Theoretically, this allows for the dynamic creation of rails using kits - one could create a series of pipe-like objects to render the rails themselves.
More importantly, this instantiation of objects (which we will reffer to as rail components) provides ordered segments of rail that each have their own position. The position serves to be the most important component of these rail components. If one were to model rails and other grindable surfaces outside of Unity, then he/she could instantiate empty game objects, or at least renderless objects and then trace the surfaces using splines.
Once we have these transforms (and thus positions) we can have our player lerp (interpolate from A - B) to each component's position. To help correct height above rail, one could also add a Y offset to the target position before starting her lerp. I would suggest even making the offset public so yuu or your artsist/level designer can play with this value without needing to consult the programmer.

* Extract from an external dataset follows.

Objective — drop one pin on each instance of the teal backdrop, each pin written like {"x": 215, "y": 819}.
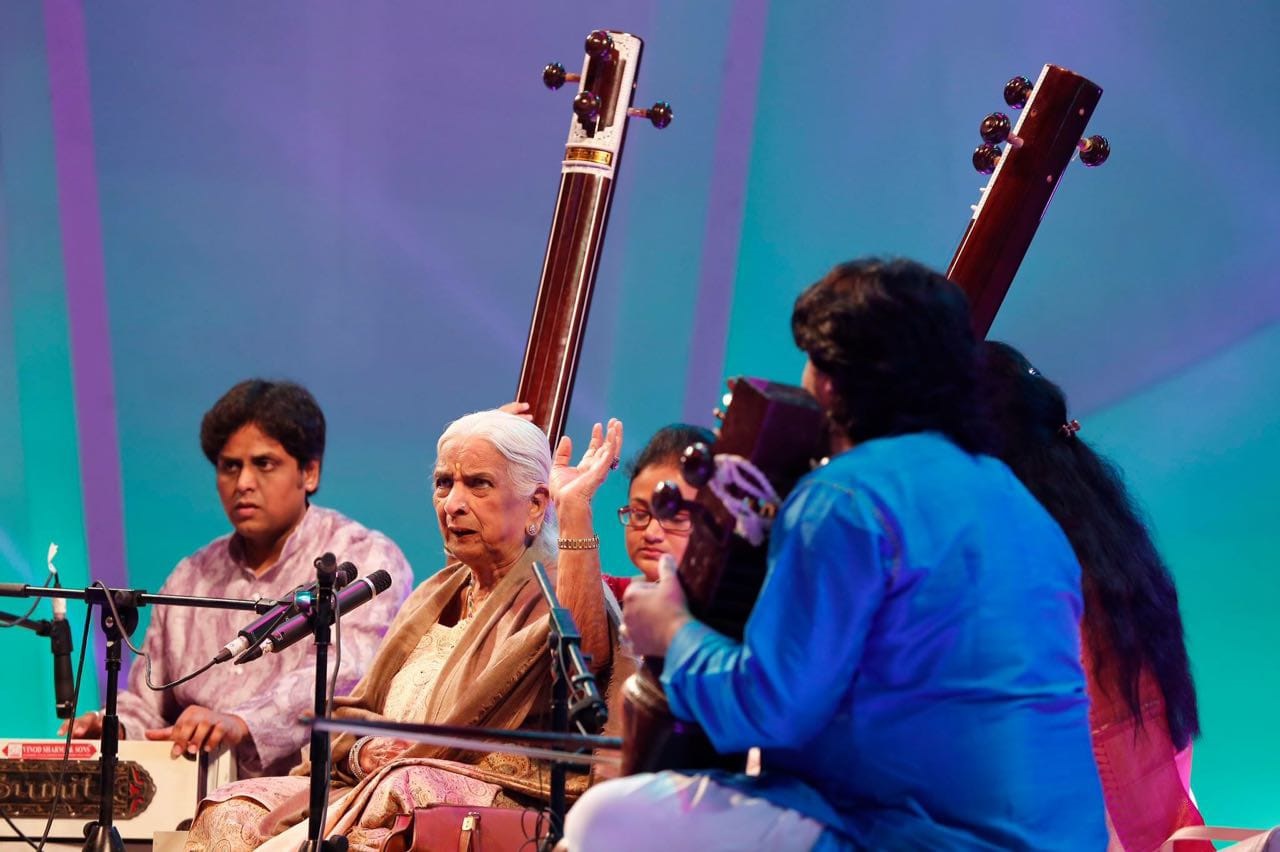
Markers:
{"x": 356, "y": 196}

At this point we know how to make our player lerp from position to position, but not how to know where she lerp to, or when to start lerping. The method I used solve both of these problems required attaching a script to my rail components. At the point of instantiation, I tell the component which rail it is on (incremented value at each bezier), and what component came before, or after it (if applicable), and I set booleans for head or tail of a rail.
On a standard rail, if the component is checked as "head" it will not have a last, and if "tail" it will not have a next. If the rail loops, then the next position for the tail will be the head of the same rail, and the last position of the tail will be the head.
With an order now set for our players lerps, we need a way to know how and when to start. Within the Rail Components there is a boolean for "grindable." The Rail Components also have a trigger collider. If the player enters the trigger area, then the component is grindable.
Now, in the player will need reference to the Rail Components in the scene within an array. If your player is in a state that they can enter a grind, then run a function that checks for a grindable surface. If one is found, set it to the target position, and start your lerp.
Now we have the basis of rail engagement, we need to determine rail bias - We need to know if your going one way along a rail or the other. I had tried several different methods for determining bias, and in the end the most apparent solution was best, I just didn't know how to word it. Essentially, at the point of engagement, you need to compare your players heading angle with the heading angle of the rail component (note each of your rail components conveniently faces the next component by default). if the difference (the aboslute value of segmentHeadingAngle - playerHeadingAngle) between these angles is <= 90 (your player is between facing the same direction and being directly perpendicular to your rail component) then they will go forward, or they will continually lerp to the current component's "next." If the difference is >90, then they will lerp to each component's "last."
If there is no position to move to, or the player jumps, she will exit the grind state.